Em Para toda a eternidade, a autora leva os seus leitores de mãos dadas por uma viagem recheada de aprendizados, a fim de nos apresentar como as diferentes culturas encaram a morte. Caitlin narra tudo de maneira bastante fluida, sob uma ótica de certo modo pessoal, narrando sem floreios as diferenças, os pontos mais interessantes, bem como pontos positivos – aspectos que seriam maravilhosos se fossem repetidos por todos –, além de pontos que no mínimo nos causam estranhamento – talvez certa aversão, vai de cada um.
Por ser um livro da não ficção, é possível que alguns leitores tenham a impressão de que o livro seja desinteressante ou que a narrativa seja truncada, complexa ou a história seja entediante. Devo dizer que isso não ocorre aqui. A autora possui uma escrita deliciosa, sabendo dosar os momentos de informação com comentários bastante descontraídos, muitas vezes engraçados, o que nos aproxima mais do que estamos lendo. É estranho pensar como ela é habilidosa em fazer-nos esquecer do tabu da morte contando justamente sobre tantas óticas culturais sobre esse mesmo tema. É claro que talvez você não se interesse sobre o assunto, mas a chave para ter certeza sobre algo é justamente encarando o desafio. A não ficção funciona da mesma forma que os outros gêneros: encontre algo que lhe chame atenção e então a leitura avançará super bem.

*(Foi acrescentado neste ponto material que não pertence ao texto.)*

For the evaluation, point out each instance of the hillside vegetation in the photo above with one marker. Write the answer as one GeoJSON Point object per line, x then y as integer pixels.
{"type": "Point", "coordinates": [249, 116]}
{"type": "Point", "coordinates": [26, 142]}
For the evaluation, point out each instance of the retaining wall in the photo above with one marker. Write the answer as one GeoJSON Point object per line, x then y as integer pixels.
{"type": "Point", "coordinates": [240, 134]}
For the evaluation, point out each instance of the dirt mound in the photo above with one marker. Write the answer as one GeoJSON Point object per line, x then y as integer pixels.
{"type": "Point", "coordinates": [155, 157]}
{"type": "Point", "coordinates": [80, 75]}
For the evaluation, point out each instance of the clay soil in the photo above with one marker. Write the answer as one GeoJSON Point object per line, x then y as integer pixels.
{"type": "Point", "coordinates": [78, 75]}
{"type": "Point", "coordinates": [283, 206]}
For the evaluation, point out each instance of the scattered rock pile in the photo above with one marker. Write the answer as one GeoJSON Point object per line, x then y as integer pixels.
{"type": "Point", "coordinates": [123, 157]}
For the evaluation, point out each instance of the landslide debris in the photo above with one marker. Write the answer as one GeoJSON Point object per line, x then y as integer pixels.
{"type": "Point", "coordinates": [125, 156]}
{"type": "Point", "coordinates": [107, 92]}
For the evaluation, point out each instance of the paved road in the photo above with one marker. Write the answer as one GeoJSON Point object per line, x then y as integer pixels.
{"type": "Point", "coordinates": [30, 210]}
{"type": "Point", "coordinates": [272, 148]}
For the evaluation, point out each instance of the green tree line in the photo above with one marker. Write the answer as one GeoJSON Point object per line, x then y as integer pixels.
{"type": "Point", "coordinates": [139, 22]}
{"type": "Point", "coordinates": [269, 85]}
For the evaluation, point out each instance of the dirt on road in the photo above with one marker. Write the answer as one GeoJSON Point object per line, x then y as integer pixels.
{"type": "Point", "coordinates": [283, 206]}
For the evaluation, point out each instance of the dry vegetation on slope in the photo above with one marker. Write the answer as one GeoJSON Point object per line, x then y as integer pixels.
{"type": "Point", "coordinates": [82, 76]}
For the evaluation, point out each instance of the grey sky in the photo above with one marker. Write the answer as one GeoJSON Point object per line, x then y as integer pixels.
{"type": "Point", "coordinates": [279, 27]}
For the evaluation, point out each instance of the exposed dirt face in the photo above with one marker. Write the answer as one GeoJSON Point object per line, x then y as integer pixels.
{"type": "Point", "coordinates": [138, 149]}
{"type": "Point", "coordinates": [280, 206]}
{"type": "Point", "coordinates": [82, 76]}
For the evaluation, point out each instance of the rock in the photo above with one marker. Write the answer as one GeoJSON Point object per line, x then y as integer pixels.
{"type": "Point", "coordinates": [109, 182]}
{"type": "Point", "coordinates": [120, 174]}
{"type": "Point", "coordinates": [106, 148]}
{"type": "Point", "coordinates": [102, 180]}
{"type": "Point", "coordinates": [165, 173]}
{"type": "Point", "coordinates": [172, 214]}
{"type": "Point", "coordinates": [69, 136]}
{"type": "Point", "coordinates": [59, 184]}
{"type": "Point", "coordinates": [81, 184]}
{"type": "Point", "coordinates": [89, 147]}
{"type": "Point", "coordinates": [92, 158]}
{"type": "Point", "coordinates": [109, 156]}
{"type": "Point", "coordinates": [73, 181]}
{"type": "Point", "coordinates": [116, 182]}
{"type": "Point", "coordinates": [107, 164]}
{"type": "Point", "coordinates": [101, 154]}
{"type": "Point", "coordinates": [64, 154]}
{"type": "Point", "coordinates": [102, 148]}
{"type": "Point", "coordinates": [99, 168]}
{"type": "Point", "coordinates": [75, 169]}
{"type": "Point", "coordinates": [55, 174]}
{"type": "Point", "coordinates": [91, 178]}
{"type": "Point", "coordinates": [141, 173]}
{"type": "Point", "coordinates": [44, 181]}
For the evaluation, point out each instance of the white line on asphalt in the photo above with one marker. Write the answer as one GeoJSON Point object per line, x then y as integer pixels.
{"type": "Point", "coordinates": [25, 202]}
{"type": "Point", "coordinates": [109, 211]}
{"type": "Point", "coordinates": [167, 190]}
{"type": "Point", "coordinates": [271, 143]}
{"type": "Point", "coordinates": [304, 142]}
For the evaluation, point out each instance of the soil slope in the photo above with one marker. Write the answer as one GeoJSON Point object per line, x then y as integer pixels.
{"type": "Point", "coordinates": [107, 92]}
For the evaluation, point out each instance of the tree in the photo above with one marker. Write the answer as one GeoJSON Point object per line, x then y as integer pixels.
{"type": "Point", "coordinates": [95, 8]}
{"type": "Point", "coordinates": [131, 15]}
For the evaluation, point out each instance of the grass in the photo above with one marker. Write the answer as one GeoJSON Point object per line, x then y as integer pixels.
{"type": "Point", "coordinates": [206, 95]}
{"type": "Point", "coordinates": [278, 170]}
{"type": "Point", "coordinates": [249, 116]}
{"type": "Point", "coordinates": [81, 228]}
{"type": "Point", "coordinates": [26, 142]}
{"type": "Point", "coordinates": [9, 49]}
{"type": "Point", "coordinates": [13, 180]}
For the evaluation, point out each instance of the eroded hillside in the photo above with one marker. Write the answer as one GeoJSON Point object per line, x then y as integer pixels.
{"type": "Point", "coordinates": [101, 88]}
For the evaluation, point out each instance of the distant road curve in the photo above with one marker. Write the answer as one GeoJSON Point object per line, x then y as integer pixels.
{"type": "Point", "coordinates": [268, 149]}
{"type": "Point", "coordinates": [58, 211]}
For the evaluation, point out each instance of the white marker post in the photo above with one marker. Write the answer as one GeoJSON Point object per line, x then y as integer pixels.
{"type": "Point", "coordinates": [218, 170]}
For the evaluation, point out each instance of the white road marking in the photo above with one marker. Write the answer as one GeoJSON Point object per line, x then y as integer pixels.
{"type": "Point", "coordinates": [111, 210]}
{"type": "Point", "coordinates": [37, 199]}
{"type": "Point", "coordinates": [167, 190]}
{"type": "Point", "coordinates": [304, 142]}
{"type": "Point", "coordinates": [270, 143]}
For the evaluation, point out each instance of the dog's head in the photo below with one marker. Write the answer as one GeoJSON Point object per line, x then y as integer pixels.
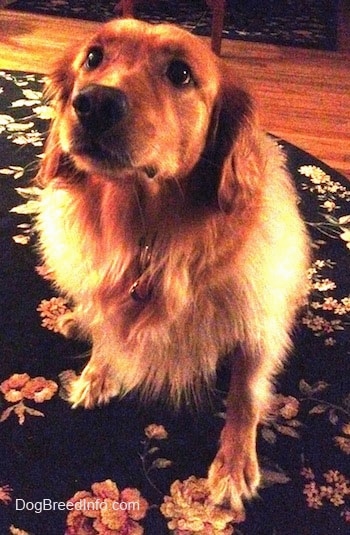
{"type": "Point", "coordinates": [151, 100]}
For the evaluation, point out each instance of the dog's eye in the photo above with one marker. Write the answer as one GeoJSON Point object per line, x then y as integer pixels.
{"type": "Point", "coordinates": [94, 58]}
{"type": "Point", "coordinates": [179, 73]}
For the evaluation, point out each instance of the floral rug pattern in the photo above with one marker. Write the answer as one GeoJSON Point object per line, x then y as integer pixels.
{"type": "Point", "coordinates": [126, 469]}
{"type": "Point", "coordinates": [305, 23]}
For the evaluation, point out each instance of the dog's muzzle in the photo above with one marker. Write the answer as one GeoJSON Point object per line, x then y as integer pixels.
{"type": "Point", "coordinates": [100, 107]}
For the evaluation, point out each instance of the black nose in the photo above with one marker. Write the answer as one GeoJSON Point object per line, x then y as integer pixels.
{"type": "Point", "coordinates": [99, 107]}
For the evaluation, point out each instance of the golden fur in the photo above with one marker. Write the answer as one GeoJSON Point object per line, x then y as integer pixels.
{"type": "Point", "coordinates": [184, 196]}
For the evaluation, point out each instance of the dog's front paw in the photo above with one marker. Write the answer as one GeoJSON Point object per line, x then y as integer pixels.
{"type": "Point", "coordinates": [233, 479]}
{"type": "Point", "coordinates": [93, 387]}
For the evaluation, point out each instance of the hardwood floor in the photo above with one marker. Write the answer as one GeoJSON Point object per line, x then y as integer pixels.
{"type": "Point", "coordinates": [303, 95]}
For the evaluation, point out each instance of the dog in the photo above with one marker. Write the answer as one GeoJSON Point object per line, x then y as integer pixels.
{"type": "Point", "coordinates": [170, 221]}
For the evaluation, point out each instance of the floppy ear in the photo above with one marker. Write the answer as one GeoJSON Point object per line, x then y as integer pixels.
{"type": "Point", "coordinates": [235, 146]}
{"type": "Point", "coordinates": [59, 85]}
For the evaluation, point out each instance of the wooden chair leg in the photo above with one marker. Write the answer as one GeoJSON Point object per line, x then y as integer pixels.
{"type": "Point", "coordinates": [218, 7]}
{"type": "Point", "coordinates": [127, 8]}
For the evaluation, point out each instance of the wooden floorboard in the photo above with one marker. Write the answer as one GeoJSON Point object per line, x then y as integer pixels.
{"type": "Point", "coordinates": [303, 95]}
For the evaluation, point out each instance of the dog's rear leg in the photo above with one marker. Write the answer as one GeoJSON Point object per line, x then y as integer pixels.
{"type": "Point", "coordinates": [234, 474]}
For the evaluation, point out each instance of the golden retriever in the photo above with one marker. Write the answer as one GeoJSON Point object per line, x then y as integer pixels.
{"type": "Point", "coordinates": [171, 223]}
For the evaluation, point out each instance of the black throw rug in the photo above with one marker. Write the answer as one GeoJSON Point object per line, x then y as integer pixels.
{"type": "Point", "coordinates": [126, 468]}
{"type": "Point", "coordinates": [305, 23]}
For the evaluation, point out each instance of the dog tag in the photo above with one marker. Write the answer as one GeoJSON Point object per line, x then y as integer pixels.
{"type": "Point", "coordinates": [140, 291]}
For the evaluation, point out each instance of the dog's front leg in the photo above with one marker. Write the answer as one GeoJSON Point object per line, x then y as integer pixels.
{"type": "Point", "coordinates": [234, 474]}
{"type": "Point", "coordinates": [98, 382]}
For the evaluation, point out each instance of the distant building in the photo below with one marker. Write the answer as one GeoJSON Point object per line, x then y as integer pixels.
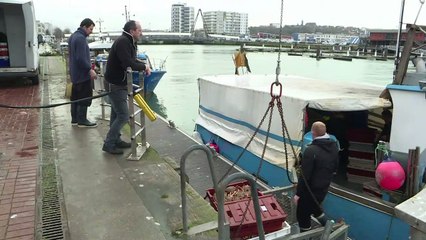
{"type": "Point", "coordinates": [386, 37]}
{"type": "Point", "coordinates": [41, 29]}
{"type": "Point", "coordinates": [228, 23]}
{"type": "Point", "coordinates": [182, 18]}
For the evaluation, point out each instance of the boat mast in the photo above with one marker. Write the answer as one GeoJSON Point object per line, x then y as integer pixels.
{"type": "Point", "coordinates": [126, 13]}
{"type": "Point", "coordinates": [398, 38]}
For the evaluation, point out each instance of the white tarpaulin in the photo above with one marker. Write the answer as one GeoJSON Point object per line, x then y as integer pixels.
{"type": "Point", "coordinates": [232, 107]}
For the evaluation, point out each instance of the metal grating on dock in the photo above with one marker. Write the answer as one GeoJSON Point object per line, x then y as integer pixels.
{"type": "Point", "coordinates": [51, 218]}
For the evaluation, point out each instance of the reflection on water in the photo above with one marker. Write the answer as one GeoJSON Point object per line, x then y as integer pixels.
{"type": "Point", "coordinates": [177, 93]}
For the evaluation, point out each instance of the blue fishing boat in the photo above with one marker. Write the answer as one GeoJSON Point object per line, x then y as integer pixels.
{"type": "Point", "coordinates": [352, 112]}
{"type": "Point", "coordinates": [151, 81]}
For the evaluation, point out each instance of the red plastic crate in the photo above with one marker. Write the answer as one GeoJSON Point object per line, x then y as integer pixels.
{"type": "Point", "coordinates": [210, 193]}
{"type": "Point", "coordinates": [272, 217]}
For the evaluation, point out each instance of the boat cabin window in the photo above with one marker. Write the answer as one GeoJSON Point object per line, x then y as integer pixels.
{"type": "Point", "coordinates": [358, 133]}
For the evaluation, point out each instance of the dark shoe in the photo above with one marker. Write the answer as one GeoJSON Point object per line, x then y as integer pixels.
{"type": "Point", "coordinates": [123, 144]}
{"type": "Point", "coordinates": [112, 150]}
{"type": "Point", "coordinates": [322, 219]}
{"type": "Point", "coordinates": [87, 123]}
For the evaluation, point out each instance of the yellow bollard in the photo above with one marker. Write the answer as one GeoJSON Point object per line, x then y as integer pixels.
{"type": "Point", "coordinates": [144, 106]}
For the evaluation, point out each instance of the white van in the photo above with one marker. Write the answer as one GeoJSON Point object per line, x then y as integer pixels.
{"type": "Point", "coordinates": [18, 40]}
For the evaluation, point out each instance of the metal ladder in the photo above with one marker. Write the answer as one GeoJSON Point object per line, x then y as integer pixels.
{"type": "Point", "coordinates": [331, 231]}
{"type": "Point", "coordinates": [137, 128]}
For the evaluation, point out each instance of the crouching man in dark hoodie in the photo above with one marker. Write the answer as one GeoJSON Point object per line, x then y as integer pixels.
{"type": "Point", "coordinates": [319, 163]}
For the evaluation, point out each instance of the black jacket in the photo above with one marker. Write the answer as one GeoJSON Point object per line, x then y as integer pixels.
{"type": "Point", "coordinates": [319, 163]}
{"type": "Point", "coordinates": [121, 56]}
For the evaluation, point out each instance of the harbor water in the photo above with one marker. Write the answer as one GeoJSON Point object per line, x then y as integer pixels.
{"type": "Point", "coordinates": [176, 96]}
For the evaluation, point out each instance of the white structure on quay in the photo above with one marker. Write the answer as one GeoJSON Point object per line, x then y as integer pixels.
{"type": "Point", "coordinates": [182, 18]}
{"type": "Point", "coordinates": [229, 23]}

Para toda a eternidade traz o debate sobre como a morte é encarada em diferentes culturas. A viagem se estenderá dos Estados Unidos ao Japão, da Espanha, passando pelo México e enfim pela Bolívia. Cada lugar acompanhado por um guia nativo ou conhecedor dos bravos costumes locais. Os capítulos curtos nos fazem sentir em um verdadeiro mochilão, cujas estadias curtas promovem as mais intensas aventuras.
Li o livro em durante alguns dias, sem pressa alguma de acabar. E acredito que essa seja uma boa maneira de se nutrir da leitura, sem, é claro, se desgastar com o tema.
Um ponto bastante positivo nesta edição foi a presença de diversas ilustrações de Landis Blair, que enriquecem a experiência, tornando-a mais leve e, principalmente, mais clara.
Consideravelmente mais interessante e tão necessário quanto Confissões do Crematório, Para toda a eternidade é uma leitura que promete levar os seus leitores por uma viagem única e cheia de sabedoria. A morte é a nossa última parada, o ponto final em que todos um dia ou outro haverão de descer. Até lá, quanto mais pudermos aprender sobre ela, melhor será para cada um.